Re: Don't synchronously wait for already-in-progress IO in read stream

From: Nazir Bilal Yavuz <byavuz81(at)gmail(dot)com>
To: Melanie Plageman <melanieplageman(at)gmail(dot)com>
Cc: Thomas Munro <thomas(dot)munro(at)gmail(dot)com>, Andres Freund <andres(at)anarazel(dot)de>, pgsql-hackers(at)postgresql(dot)org, Peter Geoghegan <pg(at)bowt(dot)ie>, Tomas Vondra <tv(at)fuzzy(dot)cz>
Subject: Re: Don't synchronously wait for already-in-progress IO in read stream
Date: 2026-02-05 16:56:24
Message-ID: CAN55FZ17ScU--nGM8cjjPtwPMOMonKZ9vMehPcc2sOQNLVskvA@mail.gmail.com
Views: Whole Thread | Raw Message | Download mbox | Resend email
Thread:
Lists: pgsql-hackers

Hi,

Thank you for working on this!

On Sat, 24 Jan 2026 at 00:04, Melanie Plageman
<melanieplageman(at)gmail(dot)com> wrote:
>
> On Sun, Nov 9, 2025 at 5:21 PM Thomas Munro <thomas(dot)munro(at)gmail(dot)com> wrote:
> >
> > I suppose (or perhaps vaguely recall from an off-list discussion?)
> > that you must have considered merging the new
> > is-it-already-in-progress check into ReadBuffersCanStartIO(). I
> > suppose the nowait argument would become a tri-state argument with a
> > value that means "don't wait for an in-progress read, just give me the
> > IO handle so I can 'join' it as a foreign waiter", with a new output
> > argument to receive the handle, or something along those lines, and I
> > guess you'd need a tri-state result, and perhaps s/Can/Try/ in the
> > name. That'd remove the double-check (extra header lock-unlock cycle)
> > and associated race that can cause that rare synchronous wait (which
> > must still happen sometimes in the duelling concurrent scan use
> > case?), at the slight extra cost of having to allocate and free a
> > handle in the case of repeated blocks (eg the index->heap scan use
> > case), but at least that's just backend-local list pushups and doesn't
> > do extra work otherwise. Is there some logical problem with that
> > approach? Is the code just too clumsy?
>
> Attached v3 basically does what you suggested above. Now, we should
> only have to wait if the backend encounters a buffer after another
> backend has set BM_IO_IN_PROGRESS but before that other backend has
> set the buffer descriptor's wait reference.
>
> 0001 and 0002 are Andres' test-related patches. 0003 is a change I
> think is required to make one of the tests stable (esp on the BSDs).
> 0004 is a bit of preliminary refactoring and 0005 is Andres' foreign
> IO concept but with your suggested structure and my suggested styling.
> I could potentially break out more into smaller refactoring commits,
> but I don't think it's too bad the way it is.

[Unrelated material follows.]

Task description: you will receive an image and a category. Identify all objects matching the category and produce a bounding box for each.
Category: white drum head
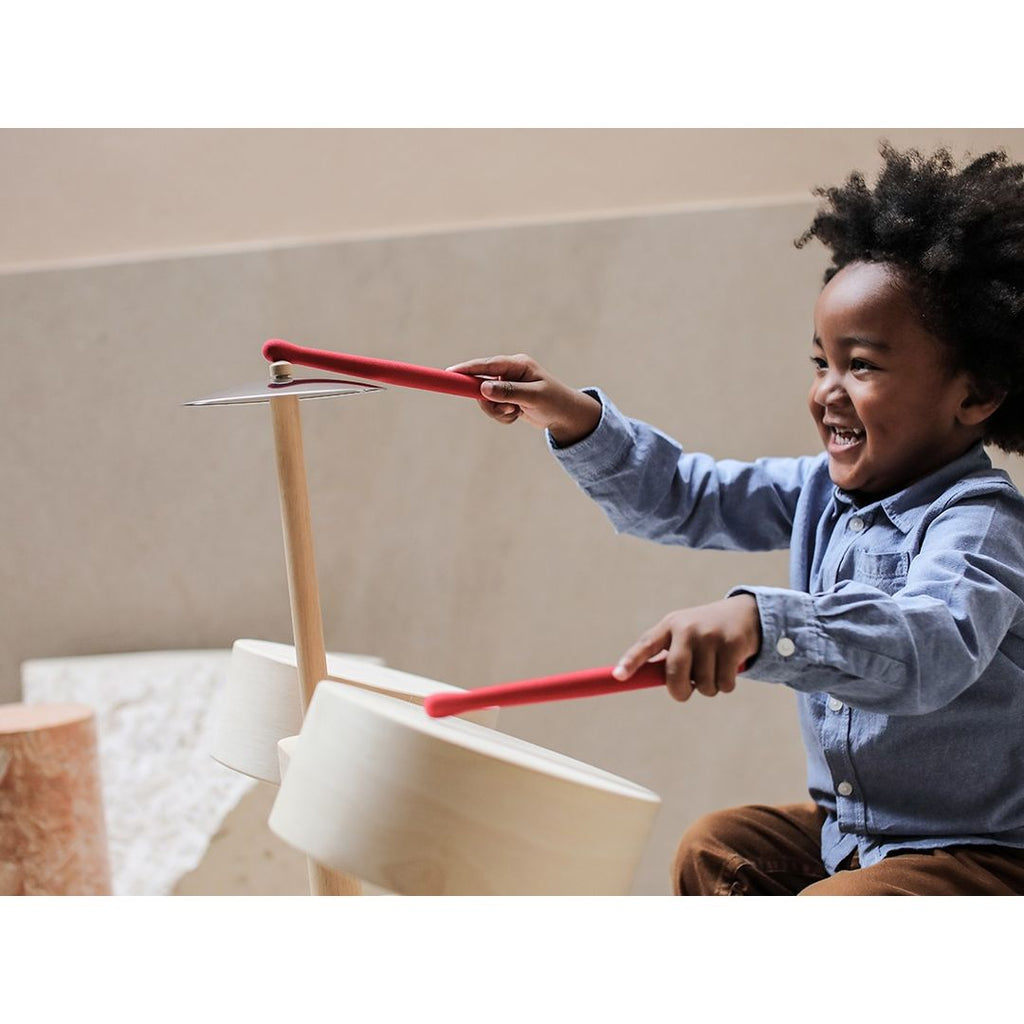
[269,682,660,895]
[210,640,498,785]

I confirm that I am able to produce the regression that Andres
mentioned with the patches excluding 0005, and 0005 fixes the
regression.

> A few things about the patch that I'm not sure about:
>
> - I don't know if pgaio_submit_staged() is in all the right places
> (and not in too many places). I basically do it before we would wait
> when starting read IO on the buffer. In the permanent buffers case,
> that's now only when BM_IO_IN_PROGRESS is set but the wait reference
> isn't valid yet. This can't happen in the temporary buffers case, so
> I'm not sure we need to call pgaio_submit_staged().

I agree with you, I think we don't need to call pgaio_submit_staged()
for the temporary buffers case.

> - StartBufferIO() is no longer invoked in the AsyncReadBuffers() path.
> We could refactor it so that it works for AsyncReadBuffers(), but that
> would involve returning something that distinguishes between
> IO_IN_PROGRESS and IO already done. And StartBufferIO()'s comment
> explicitly says it wants to avoid that.
> If we keep my structure, with AsyncReadBuffers() using its own helper
> (PrepareNewReadBufferIO()) instead of StartBufferIO(), then it seems
> like we need some way to make it clear what StartBufferIO() is for.
> I'm not sure what would collectively describe its current users,
> though. It also now has no non-test callers passing nowait as true.
> However, once we add write combining, it will, so it seems like we
> should leave it the way it is to avoid churn. However, other
> developers might be confused in the interim.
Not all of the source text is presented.